そして、すぐにモンスターの集団は全滅した。
「――うん、知ってた」
●
「よっ、今日は何しに来たんだ」
昼寝をしながらモンスターの集団を適当に片付けていると、庭にディアネイアがいるのが分かった。
片付けが終わって眠気も覚めたので、こうして挨拶をしたのだが、
「ああ、うん。なんというか……安心しに来た」
ディアネイアは何故か、物凄く安堵した表情で俺を見ていた。
「?」
「そうだよな。……この様子なら、心配する意味もなかったな。いや、私ごときが心配とか、変な話だが」
何を訳の分からない事を言っているんだろう、この姫魔女は。
「いや、こっちの話だ。気にしないでくれ。しかし、これほどのファブニール、貴方はどうするつもりなんだ?」
「いや、どうするって言ってもな。俺達で食ったり、人狼とかに分けたり、逃がしたりだよ」
このイノシシの肉は歯ごたえがあって中々美味い。すき焼きとかにするとジューシーで良かったりする。
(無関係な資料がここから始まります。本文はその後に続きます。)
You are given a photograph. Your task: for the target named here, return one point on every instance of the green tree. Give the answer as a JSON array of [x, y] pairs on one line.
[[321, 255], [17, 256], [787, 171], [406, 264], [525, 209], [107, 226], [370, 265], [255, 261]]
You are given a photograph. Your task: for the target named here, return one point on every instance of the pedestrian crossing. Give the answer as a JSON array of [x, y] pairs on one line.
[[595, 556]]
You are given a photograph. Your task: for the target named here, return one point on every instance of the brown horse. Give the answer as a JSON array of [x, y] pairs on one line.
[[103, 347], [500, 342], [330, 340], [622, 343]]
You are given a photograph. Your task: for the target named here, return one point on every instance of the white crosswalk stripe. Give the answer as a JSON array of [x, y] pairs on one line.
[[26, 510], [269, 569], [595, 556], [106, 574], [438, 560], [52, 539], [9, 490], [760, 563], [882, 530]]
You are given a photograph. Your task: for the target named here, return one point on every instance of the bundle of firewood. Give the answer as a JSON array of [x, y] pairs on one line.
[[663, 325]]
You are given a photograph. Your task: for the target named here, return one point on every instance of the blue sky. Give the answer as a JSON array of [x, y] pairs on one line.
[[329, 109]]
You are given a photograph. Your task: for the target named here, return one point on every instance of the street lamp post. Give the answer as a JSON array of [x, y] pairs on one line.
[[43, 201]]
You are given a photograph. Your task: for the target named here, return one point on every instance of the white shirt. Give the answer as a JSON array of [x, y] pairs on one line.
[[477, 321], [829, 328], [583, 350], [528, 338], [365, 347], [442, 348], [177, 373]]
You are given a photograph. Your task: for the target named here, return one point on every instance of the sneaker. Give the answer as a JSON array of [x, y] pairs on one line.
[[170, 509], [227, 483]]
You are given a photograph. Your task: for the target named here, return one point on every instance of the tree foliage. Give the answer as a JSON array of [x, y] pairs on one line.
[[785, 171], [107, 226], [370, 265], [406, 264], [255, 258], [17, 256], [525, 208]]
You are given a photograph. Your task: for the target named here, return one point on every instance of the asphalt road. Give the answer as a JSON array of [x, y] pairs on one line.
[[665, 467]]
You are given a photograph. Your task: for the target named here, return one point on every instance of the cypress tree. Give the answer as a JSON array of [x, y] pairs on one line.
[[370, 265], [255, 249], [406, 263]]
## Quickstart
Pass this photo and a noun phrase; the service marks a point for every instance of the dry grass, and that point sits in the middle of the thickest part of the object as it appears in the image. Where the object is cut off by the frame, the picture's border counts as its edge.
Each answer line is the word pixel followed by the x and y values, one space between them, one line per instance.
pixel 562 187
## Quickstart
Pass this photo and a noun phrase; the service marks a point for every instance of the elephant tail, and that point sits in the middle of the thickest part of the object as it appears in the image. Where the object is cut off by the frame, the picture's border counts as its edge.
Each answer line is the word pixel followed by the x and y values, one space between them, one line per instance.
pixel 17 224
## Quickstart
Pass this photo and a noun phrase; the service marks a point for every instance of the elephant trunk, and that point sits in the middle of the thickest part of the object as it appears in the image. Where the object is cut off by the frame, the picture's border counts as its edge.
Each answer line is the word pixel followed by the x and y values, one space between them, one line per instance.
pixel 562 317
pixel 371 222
なので一匹二匹なら捌いて、冷蔵庫で保存しているのだけれど。
それ以上になると処理ができない。
だから、人狼に渡してしまったりしている。
基本は生け捕りだから、どうしようもないときは逃がせるしな。そう言ったら
「そ、そうか。良ければ、だが、私の街に卸し入れてくれないか? 人が多くなって食料が必要なんだ。もちろん、金は払う」
何故かディアネイアは必死そうな顔で頼んできた。
「え? 別にかまわんけど……」
こんなに大量に来た事は無いので、取扱いに困っていたしな。
そっちで処理してくれるというのなら、持っていってもらって構わない。
「あ、ありがとう……! これで一つの問題は解決した……。貴方は街の救世主だ!」
「?」
なんだかすごく感激されてしまった。
訳が分からんが、喜んでいるならそれでいいか。
そのまま、ディアネイアは一時間ほどかけて、ファブニールをテレポート仕切るのだった。